Still, the senator was asked by an audience member about calls from Puerto Rico to move the island residents from receiving food aid from a block grant to adding lower-income island residents to SNAP. Stabenow did not seem hopeful.

"There's not the resources at the current time," she said, pointing to pushback from the GOP over expanding SNAP. "It will be difficult to try to do this."

While fertilizer costs have come down from their peak, Stabenow pointed out that other costs for farmers right now remain high. Farmers that grow some major commodities also continue to see stronger prices even as USDA forecasts farm income dropping from 2022's record levels.

"Prices are doing well now, but we know how that goes," she said. "It's up and down, up and down."

The senator pointed out that farm groups have repeatedly called for more crop insurance program options and ways to lower the costs of crop insurance.
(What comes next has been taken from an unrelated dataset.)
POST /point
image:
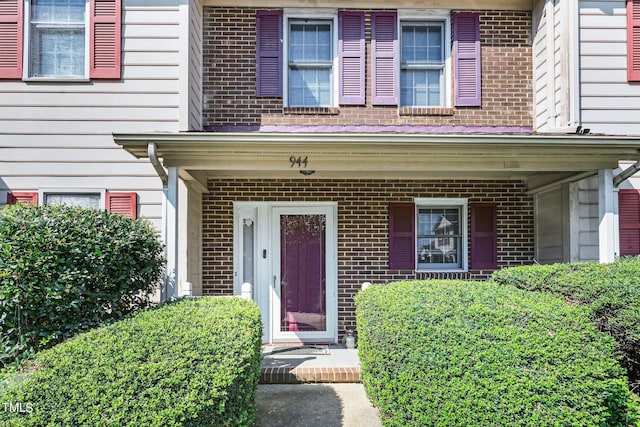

"We're in a situation where we need to make crop insurance more affordable," she said.

The conservation programs already have new funding under the $19.5 billion provided to USDA under the Inflation Reduction Act. Stabenow wants to take those IRA funds and focus on carbon emissions and address climate change but move the dollars into the baseline for the USDA conservation programs going forward.

"That would be ideal," she said.

Stabenow said she will not put the money into the farm bill without those dollars focusing on climate issues. "That would be moving us backward," she said.

She also is not willing to send any of those dollars to help with other areas of the farm bill such as boosting reference prices in commodity programs. Stabenow maintains more farmers are supported nationally by keeping those funds tied to conservation and climate-smart efforts. She noted farmers are "clamoring" for those conservation funds.

"Everybody wants conservation, and it is one of the top risk-management tools, right after crop insurance," she said.

She also wants to reduce the complexity of program applications and streamline them, especially for beginning and small farmers.

Reflecting on the lack of new money for the farm bill, Stabenow was asked about more funding for research programs. Research backers such as land-grant universities have called for boosting baseline dollars for research from roughly $1 billion to $5 billion a year. While saying she thinks U.S. agriculture needs a "moonshot" in research, the senator indicated adding more funding for research programs would be a heavy lift.

"I worry we don't have those resources to do that," Stabenow said, adding she has talked to senators from other committees to look for ways to increase agricultural research funding outside the farm bill. "This is an area where we aren't where we should be, and we won't, in my judgment, have the resources to do what we really need to do."